You will find there have been no studies on the pure-carnivore (zero carb) diet wrt cvd or oncogenic effects.
There have been observational epidemiology on high carb omnivores (75% plant) which people like to extrapolate around and make causal statements such as 'caused increased.... rates' which the data cannot support.
Food frequency questionaires prove nothing
Right, I got a little carried away with the 'pure' angle, but I do recall seeing many abstracts / summaries of studies for quite a few years that found that diets heavy on meat indeed seem to correlate to increased cancer & CVD incidents.

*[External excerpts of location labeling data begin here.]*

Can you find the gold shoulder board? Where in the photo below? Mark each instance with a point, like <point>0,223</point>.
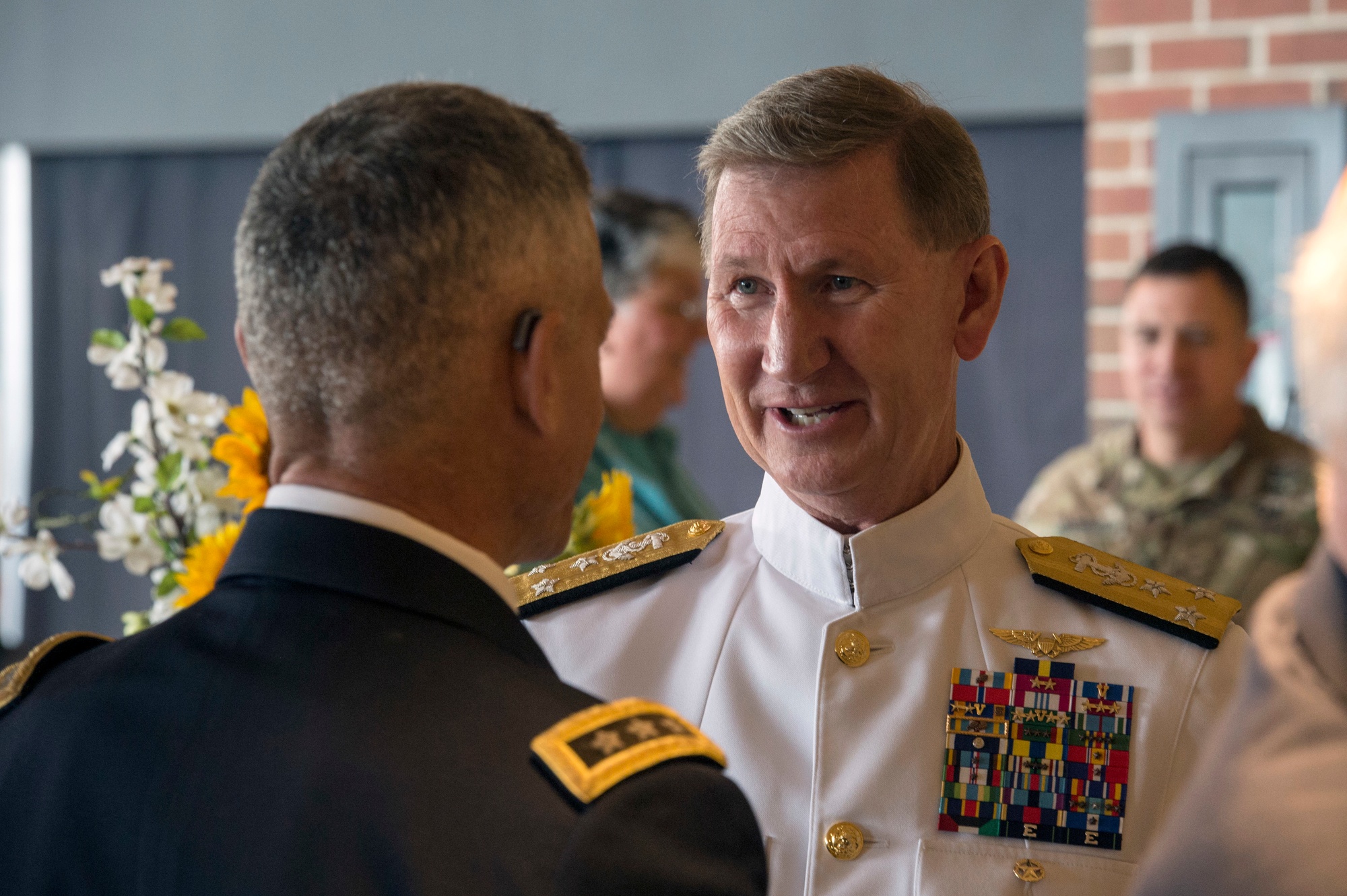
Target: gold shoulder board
<point>599,747</point>
<point>51,653</point>
<point>553,586</point>
<point>1163,602</point>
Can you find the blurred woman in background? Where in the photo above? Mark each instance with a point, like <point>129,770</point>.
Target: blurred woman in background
<point>653,269</point>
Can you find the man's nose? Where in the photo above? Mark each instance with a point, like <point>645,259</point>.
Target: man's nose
<point>797,346</point>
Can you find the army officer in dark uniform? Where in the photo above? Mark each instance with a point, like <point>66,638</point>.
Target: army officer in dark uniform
<point>356,708</point>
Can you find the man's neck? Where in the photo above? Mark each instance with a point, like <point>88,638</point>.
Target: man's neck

Shouldn't be too surprising based on studies of the GI systems of numerous herbivores vs. numerous Carnivorans, either. Extra-long GI vs. very short one depending on diet. Ours certainly seems to be a middle-ground, omnivore-type GI. AFAIK only rarely do we find from archeology & anthropology evidence that humans ate very-high meat diets, such as Innuit peoples for example.
Fair enough the moment takes us all sometimes.
Not quite - these are FFQs applied to the general populations so protein is really around 15%. There is considerable debate in the literature if these findings are clinically meaningful.
Not just the moment, but the motivation to get the core of a point across to a casual audience with a brevity of verbiage.
What is your relevant background in such matters, if I may ask?
What are yours?
Well, not anything like your avatar?
I've been reading the debate with great interest.